LOVESPACE
- Website: http://lovespace.co.uk
- Type: Startup
- Founder: Brett Akker
- Managing Director: Steve Folwell

= LOVESPACE =

Storage company

LOVESPACE offers by-the-box storage and storage unit services with collection and delivery in the United Kingdom. The company also provides packing and shipping services as well as operational and logistical support to small businesses by transporting equipment, storing archival documents and storing surplus stock.

==History==
LOVESPACE was established in 2011 by cofounders Brett Akker and Carl August Ameln. Brett Akker had previously founded the carsharing company Streetcar. Carl August Ameln was the founder of City Self-Storage, a multi-national chain of self-storage centres. Ameln had previously been an investor in Streetcar.
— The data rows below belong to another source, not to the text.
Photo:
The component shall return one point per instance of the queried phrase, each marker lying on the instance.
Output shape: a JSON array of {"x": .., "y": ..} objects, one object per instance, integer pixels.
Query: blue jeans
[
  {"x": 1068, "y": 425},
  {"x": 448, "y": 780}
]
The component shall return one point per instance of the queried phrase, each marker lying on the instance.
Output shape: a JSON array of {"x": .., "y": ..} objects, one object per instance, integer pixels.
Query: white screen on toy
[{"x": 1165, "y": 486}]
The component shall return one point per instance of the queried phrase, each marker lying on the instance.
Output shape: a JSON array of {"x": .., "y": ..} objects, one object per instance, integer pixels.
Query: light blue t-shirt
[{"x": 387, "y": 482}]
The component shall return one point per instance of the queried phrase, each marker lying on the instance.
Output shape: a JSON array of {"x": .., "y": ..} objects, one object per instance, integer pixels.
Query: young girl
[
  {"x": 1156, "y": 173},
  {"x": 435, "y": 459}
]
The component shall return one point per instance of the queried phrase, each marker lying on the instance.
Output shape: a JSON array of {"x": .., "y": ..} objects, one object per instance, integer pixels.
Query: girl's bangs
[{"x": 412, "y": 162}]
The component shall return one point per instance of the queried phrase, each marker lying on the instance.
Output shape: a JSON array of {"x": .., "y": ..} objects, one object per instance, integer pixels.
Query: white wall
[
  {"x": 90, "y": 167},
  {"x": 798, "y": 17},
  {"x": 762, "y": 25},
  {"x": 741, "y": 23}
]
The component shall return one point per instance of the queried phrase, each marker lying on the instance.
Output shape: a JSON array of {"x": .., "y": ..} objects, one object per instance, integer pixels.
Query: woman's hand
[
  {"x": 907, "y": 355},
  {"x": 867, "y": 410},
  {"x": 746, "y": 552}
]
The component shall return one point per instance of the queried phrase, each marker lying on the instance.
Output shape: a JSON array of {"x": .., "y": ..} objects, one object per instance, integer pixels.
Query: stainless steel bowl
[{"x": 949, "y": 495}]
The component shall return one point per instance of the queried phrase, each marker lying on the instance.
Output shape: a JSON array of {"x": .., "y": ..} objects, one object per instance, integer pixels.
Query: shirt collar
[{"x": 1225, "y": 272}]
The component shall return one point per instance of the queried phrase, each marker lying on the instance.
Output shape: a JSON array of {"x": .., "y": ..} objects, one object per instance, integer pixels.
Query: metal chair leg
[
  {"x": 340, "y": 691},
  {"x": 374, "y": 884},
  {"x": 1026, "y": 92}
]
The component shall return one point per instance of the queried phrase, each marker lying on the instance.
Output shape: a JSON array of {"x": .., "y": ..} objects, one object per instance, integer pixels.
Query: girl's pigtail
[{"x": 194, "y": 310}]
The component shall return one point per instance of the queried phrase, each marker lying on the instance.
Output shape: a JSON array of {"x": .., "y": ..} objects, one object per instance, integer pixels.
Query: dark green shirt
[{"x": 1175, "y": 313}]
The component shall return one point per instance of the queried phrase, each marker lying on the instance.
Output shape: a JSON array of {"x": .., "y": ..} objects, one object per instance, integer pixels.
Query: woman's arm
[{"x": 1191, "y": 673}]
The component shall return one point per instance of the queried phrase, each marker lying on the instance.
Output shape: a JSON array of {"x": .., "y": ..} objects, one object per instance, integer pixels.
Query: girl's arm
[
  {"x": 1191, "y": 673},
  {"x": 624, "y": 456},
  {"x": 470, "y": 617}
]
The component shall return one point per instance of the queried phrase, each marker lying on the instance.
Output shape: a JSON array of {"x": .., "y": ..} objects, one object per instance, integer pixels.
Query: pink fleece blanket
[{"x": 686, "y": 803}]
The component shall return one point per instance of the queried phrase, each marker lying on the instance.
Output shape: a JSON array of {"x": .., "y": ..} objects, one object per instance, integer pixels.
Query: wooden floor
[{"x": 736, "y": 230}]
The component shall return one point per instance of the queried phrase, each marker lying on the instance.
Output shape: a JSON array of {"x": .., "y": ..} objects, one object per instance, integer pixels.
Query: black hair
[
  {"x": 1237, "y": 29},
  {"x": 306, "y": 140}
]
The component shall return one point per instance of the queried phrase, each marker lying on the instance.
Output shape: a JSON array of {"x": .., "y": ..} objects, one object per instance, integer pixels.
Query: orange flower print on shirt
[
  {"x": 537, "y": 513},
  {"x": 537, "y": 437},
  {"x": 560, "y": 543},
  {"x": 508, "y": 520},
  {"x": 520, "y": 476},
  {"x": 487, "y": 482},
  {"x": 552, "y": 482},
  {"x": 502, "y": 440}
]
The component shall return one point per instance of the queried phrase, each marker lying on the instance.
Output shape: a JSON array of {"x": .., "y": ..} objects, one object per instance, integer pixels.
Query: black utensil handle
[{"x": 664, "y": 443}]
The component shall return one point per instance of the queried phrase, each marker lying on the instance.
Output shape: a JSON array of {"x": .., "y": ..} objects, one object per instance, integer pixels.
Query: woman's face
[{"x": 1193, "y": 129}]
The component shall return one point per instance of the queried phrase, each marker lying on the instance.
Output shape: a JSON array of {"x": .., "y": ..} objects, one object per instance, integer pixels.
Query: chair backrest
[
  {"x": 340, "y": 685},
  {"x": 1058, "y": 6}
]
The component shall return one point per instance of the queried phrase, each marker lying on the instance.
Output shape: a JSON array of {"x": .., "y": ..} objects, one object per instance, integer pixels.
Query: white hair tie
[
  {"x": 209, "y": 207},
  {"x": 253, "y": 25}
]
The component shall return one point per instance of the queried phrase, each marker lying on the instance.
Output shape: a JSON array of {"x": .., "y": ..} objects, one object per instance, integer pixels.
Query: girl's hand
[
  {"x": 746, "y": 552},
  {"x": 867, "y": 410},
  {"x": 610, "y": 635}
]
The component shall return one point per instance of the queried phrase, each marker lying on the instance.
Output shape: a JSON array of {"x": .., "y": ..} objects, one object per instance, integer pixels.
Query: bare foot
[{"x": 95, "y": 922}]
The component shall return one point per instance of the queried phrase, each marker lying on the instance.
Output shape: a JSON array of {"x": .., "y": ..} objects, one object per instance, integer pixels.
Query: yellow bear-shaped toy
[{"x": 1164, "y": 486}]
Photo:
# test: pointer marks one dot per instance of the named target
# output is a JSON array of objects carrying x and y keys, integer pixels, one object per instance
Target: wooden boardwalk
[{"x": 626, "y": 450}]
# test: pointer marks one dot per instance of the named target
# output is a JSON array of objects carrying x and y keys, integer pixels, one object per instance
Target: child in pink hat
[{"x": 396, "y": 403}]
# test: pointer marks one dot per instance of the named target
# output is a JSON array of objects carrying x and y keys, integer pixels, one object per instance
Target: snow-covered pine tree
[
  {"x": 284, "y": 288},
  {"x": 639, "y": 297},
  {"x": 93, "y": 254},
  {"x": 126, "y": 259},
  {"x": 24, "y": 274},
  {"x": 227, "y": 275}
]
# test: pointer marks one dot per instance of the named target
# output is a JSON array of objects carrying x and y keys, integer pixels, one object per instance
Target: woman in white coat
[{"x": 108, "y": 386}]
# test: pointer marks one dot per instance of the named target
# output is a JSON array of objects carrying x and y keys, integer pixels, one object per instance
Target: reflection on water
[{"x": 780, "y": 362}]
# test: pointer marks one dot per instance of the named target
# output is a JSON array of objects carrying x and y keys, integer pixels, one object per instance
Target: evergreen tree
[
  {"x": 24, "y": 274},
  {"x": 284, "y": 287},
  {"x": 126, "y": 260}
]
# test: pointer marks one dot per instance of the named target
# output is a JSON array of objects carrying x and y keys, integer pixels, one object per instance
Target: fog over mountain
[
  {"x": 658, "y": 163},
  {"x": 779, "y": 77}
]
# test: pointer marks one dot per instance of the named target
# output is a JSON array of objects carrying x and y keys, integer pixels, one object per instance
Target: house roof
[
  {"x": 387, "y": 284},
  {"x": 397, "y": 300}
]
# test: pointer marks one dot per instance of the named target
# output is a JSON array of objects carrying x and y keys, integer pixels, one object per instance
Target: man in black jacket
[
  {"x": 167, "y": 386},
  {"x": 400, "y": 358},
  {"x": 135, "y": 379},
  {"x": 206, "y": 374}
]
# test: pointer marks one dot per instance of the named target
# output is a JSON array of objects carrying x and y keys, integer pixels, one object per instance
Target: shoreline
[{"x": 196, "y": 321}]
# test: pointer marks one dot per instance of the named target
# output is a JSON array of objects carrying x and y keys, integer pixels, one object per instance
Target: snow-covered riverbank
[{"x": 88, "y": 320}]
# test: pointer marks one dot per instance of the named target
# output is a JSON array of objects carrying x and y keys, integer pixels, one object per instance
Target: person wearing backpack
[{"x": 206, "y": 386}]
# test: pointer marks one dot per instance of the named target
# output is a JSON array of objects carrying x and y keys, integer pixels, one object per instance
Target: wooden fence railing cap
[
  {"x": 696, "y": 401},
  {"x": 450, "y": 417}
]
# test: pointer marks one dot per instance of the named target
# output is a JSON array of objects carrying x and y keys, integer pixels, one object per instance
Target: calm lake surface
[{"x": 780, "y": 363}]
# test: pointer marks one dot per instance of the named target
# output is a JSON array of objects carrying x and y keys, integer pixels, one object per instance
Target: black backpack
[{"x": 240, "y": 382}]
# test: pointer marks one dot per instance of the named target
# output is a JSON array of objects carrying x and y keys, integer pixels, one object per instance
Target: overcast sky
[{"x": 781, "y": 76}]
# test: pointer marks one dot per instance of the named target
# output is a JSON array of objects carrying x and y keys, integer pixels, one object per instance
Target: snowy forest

A pilot service launched in 2012 and in 2013 LOVESPACE hired Steve Folwell as managing director. He was previously the director of business development and group director of strategy at the Guardian Media Group. With a focus on students, house movers and space-constrained and small businesses, the company launched a full service later that year. Steve Folwell was promoted to CEO in 2014. In 2015 LOVESPACE moved to a new warehouse in order to accommodate growth.

==Investment==
Smedvig Capital and First Risk Capital were initial investors. Both companies have had experience in the storage industry. A 2014 fundraising campaign on the crowdfunding platform CrowdCube raised £1.55m, surpassing its £600k target to be overfunded by 167%.

In 2015, the company raised £1.1m in a round which was led by commercial property provider Workspace Group bringing the total funding to £4m.